Publié le par Esprit Campus

Reuters le 28 mai 2009


François Fillon s'est efforcé jeudi de retisser des liens avec les communautés universitaire et scientifique en assurant que les réformes du gouvernement avaient pour "sincère" objectif de placer la recherche et les universités françaises "en tête de la rivalité mondiale".

Alors que l'exécutif a multiplié les gestes d'apaisement pour tenter d'éteindre une fronde tenace, le Premier ministre a plaidé pour "une relation constructive" entre les pouvoirs publics et la communauté scientifique et universitaire.

Le divorce est patent entre les "sachants" et Nicolas Sarkozy, dont le discours du 22 janvier sur la modernisation de la recherche a soulevé une vague d'indignations dans les milieux universitaires et scientifiques, qui exigent des "excuses".

Nicolas Sarkozy avait déploré les "résultats médiocres" de la recherche nationale et fustigé le caractère "infantilisant et paralysant" du système de recherche "à la française" fait d'une multiplication d'organismes qui "diluent les moyens, les responsabilités, tirent chacun à hue et à dia et gaspillent".

François Fillon a plaidé pour ses réformes lors d'un discours à l'occasion de la clôture du cycle national 2008-2009 de l'Institut des hautes études pour la science et la technologie (IHEST).

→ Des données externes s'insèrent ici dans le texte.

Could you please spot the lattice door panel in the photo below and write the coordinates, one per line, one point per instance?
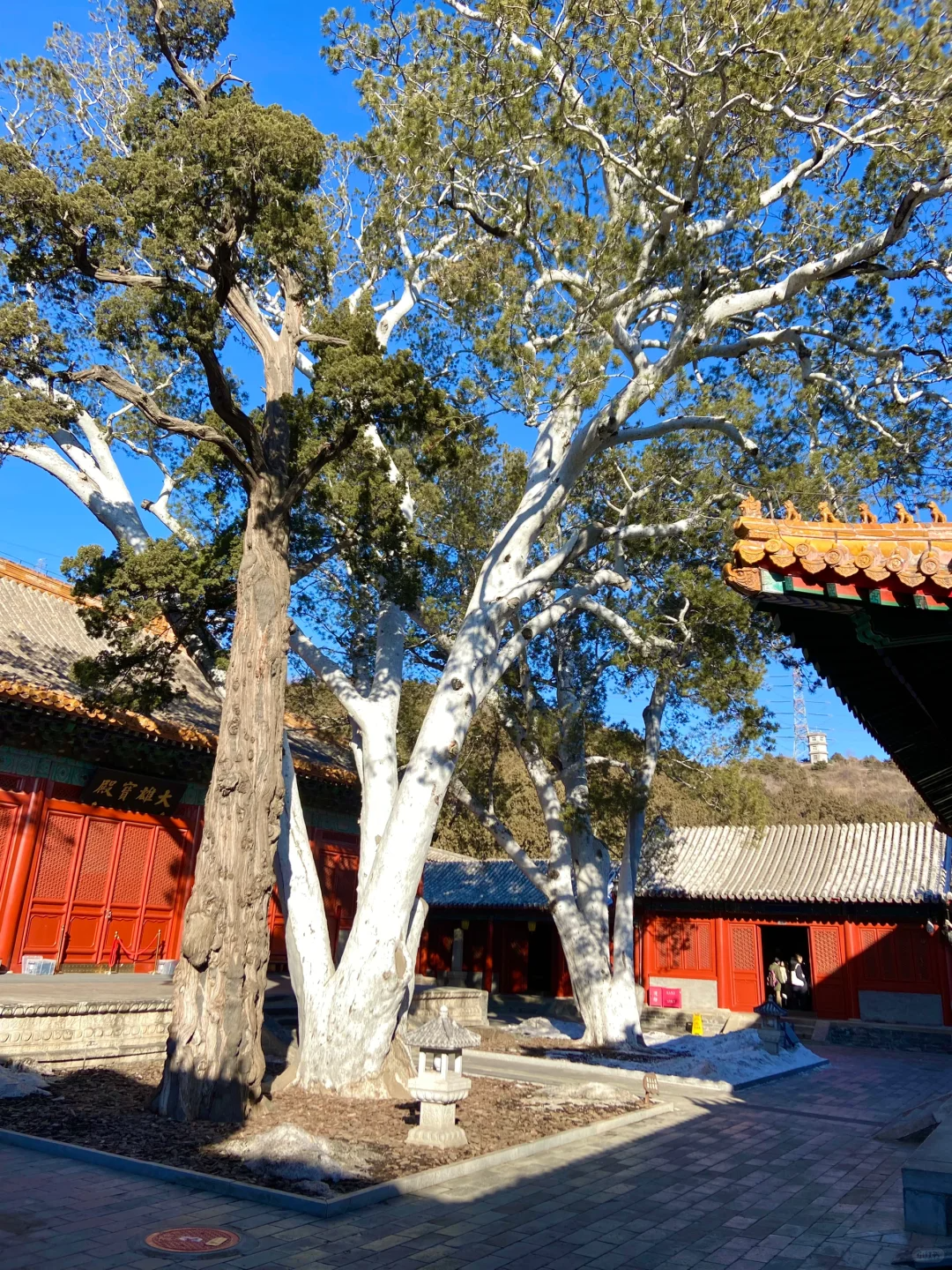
(746, 975)
(9, 820)
(829, 972)
(98, 875)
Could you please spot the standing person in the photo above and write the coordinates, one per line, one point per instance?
(776, 978)
(799, 984)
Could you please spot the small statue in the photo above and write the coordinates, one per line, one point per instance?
(790, 512)
(903, 517)
(752, 507)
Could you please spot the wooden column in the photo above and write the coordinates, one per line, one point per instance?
(18, 874)
(723, 964)
(648, 954)
(853, 950)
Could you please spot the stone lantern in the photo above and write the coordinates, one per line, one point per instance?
(439, 1082)
(772, 1029)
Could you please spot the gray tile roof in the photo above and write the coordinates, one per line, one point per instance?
(478, 884)
(42, 635)
(904, 863)
(900, 863)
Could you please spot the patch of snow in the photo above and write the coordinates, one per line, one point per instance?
(711, 1062)
(587, 1094)
(17, 1082)
(294, 1154)
(546, 1029)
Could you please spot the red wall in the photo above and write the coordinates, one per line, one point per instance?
(72, 878)
(845, 958)
(84, 884)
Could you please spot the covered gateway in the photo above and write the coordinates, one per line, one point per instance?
(863, 905)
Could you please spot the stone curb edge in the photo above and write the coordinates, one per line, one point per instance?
(324, 1208)
(634, 1076)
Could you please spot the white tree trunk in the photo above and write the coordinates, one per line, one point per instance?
(310, 961)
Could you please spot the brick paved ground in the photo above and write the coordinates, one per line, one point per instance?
(788, 1177)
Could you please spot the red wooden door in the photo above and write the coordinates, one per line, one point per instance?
(747, 975)
(100, 874)
(516, 958)
(828, 969)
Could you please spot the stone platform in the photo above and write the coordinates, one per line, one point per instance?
(465, 1005)
(71, 1020)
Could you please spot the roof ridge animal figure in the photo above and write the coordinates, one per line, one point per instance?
(903, 516)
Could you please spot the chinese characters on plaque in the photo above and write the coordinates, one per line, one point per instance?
(153, 794)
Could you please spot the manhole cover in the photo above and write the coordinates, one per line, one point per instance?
(193, 1238)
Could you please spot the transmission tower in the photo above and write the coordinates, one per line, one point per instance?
(801, 729)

"A travers tous nos engagements, réglementaires et budgétaires, nous avons, avec Valérie Pécresse, prouvé la même volonté d'installer la recherche française en tête de la rivalité mondiale", a-t-il déclaré jeudi.

"INJUSTE" ET "NAÏF"

"Nous revendiquons cette action, nous la poursuivons, et si certains - de bonne ou de mauvaise foi - ont pu mettre ses intentions en doute, elle n'en continuera pas moins d'inscrire l'université et la recherche au premier rang des préoccupations de la République", a-t-il dit, la ministre de l'Enseignement supérieur et de la Recherche à ses côtés.

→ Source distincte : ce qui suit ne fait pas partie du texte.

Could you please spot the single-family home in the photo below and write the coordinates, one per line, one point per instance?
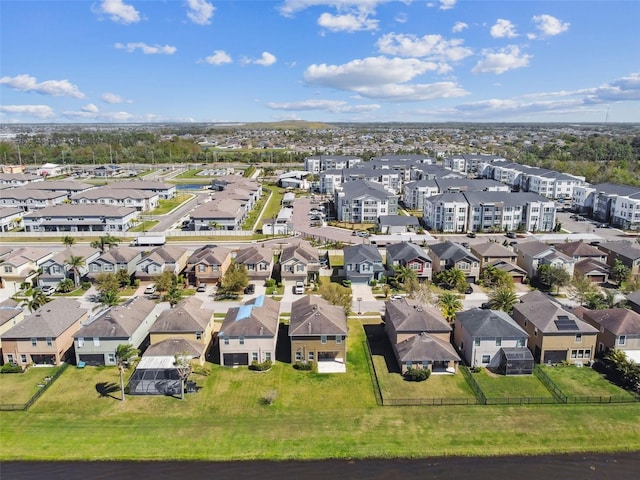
(362, 263)
(166, 258)
(46, 336)
(555, 335)
(479, 335)
(208, 264)
(299, 261)
(97, 341)
(448, 255)
(187, 321)
(617, 328)
(257, 260)
(318, 333)
(249, 333)
(411, 256)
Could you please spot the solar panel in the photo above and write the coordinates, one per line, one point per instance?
(563, 322)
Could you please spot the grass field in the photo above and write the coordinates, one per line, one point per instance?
(313, 417)
(578, 382)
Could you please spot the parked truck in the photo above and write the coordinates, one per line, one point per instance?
(149, 241)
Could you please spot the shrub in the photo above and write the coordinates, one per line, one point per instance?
(260, 366)
(303, 366)
(11, 368)
(417, 374)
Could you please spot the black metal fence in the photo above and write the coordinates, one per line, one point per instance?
(45, 385)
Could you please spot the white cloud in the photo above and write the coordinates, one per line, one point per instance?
(57, 88)
(548, 26)
(336, 106)
(200, 11)
(39, 111)
(118, 11)
(219, 57)
(146, 49)
(459, 26)
(501, 61)
(430, 46)
(113, 98)
(503, 29)
(90, 107)
(382, 78)
(347, 23)
(265, 60)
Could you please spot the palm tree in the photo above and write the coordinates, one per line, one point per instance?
(68, 240)
(503, 298)
(124, 353)
(75, 263)
(449, 304)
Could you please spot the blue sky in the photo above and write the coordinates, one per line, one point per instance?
(131, 61)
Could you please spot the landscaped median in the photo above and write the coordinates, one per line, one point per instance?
(314, 416)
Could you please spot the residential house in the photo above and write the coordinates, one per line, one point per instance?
(97, 341)
(299, 261)
(56, 268)
(257, 260)
(208, 264)
(166, 258)
(617, 328)
(114, 260)
(249, 333)
(394, 224)
(186, 323)
(411, 256)
(591, 263)
(532, 255)
(628, 253)
(363, 264)
(46, 336)
(448, 255)
(493, 254)
(81, 218)
(318, 332)
(479, 335)
(420, 337)
(555, 335)
(364, 202)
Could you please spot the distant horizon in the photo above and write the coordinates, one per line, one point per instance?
(328, 61)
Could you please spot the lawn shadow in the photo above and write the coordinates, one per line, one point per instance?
(105, 389)
(380, 345)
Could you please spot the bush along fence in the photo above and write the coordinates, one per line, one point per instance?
(43, 388)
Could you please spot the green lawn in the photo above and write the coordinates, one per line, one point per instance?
(510, 386)
(20, 387)
(314, 417)
(579, 382)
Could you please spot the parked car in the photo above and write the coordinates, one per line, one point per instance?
(48, 290)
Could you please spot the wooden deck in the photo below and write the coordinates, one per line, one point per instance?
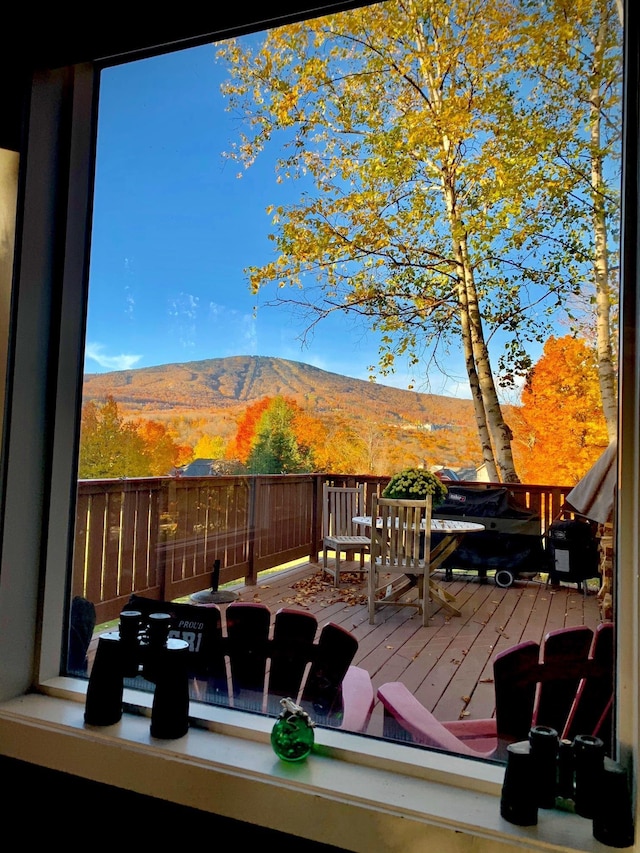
(447, 665)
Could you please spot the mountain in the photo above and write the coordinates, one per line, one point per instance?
(230, 384)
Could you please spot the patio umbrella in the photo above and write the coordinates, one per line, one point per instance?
(593, 496)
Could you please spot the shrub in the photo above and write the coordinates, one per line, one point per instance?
(413, 484)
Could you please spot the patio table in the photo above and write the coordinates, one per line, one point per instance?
(452, 534)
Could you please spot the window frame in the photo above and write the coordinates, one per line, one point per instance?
(39, 483)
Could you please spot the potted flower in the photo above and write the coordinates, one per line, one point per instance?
(414, 484)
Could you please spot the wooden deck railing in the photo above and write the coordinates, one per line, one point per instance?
(160, 536)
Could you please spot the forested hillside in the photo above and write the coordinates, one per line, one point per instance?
(208, 397)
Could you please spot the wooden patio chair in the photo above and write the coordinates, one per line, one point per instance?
(400, 546)
(567, 684)
(267, 663)
(340, 504)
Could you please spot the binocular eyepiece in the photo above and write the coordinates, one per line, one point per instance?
(546, 772)
(143, 648)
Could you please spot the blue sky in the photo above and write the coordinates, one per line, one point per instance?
(174, 228)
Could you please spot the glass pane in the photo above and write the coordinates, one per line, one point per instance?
(411, 207)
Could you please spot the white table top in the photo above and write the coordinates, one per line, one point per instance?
(441, 525)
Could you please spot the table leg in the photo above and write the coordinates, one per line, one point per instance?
(439, 554)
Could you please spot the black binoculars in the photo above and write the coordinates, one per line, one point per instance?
(547, 772)
(141, 648)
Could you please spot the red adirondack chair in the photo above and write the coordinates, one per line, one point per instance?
(266, 665)
(566, 684)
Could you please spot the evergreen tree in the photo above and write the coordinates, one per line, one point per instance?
(276, 449)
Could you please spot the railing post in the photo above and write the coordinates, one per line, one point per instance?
(252, 576)
(316, 519)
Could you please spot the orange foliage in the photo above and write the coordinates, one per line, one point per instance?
(239, 447)
(162, 449)
(560, 431)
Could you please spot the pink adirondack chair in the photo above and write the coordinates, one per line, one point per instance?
(566, 684)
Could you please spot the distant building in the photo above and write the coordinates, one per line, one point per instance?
(197, 468)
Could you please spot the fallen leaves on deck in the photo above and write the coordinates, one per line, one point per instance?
(317, 589)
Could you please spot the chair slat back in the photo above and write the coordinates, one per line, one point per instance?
(567, 684)
(339, 505)
(265, 664)
(403, 537)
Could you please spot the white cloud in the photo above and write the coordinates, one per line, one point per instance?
(95, 352)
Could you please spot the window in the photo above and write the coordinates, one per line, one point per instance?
(40, 443)
(173, 230)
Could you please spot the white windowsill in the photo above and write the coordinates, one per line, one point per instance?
(352, 792)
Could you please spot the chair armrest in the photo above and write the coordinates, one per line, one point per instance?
(357, 699)
(412, 716)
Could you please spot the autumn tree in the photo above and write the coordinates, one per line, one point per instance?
(423, 205)
(162, 450)
(276, 449)
(240, 446)
(561, 424)
(109, 446)
(574, 60)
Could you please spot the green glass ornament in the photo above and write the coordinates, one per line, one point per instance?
(292, 735)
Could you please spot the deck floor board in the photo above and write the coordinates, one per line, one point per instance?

"Je n'ignore rien des réactions que certaines initiatives ont pu rencontrer. Mais je refuse de croire que notre ambition reste sans écho, au sein même des milieux qu'elle entend promouvoir", a souligné le chef du gouvernement.

"Notre volonté de moderniser et de soutenir la recherche et l'université est réelle, elle est sincère", a-t-il lancé.

François Fillon, qui fut ministre de la Recherche et de l'Enseignement supérieur de 1993 à 1995, a jugé infondées les critiques "d'utilitarisme" portées contre les réformes et "injuste" et "naïf" le reproche fait au gouvernement de freiner la recherche pure au profit de la recherche appliquée.

"Notre action en faveur de l'autonomie des universités et nos efforts pour simplifier le fonctionnement des opérateurs de recherche ont un seul objectif, que nous partageons avec vous : c'est la mise au jour de nouveaux savoirs", a déclaré le Premier ministre, dont le discours a été applaudi par les chercheurs et universitaires présents.

Valérie Pécresse a annoncé mardi qu'elle étendait aux organismes de recherche, après les universités, sa décision de geler les suppressions d'emplois prévues en 2010.

Les syndicats de chercheurs et le collectif "Sauvons la Recherche" dénoncent la mise en place par le gouvernement d'instituts par discipline, qui se traduira selon eux par un affaiblissement des grands organismes comme le CNRS.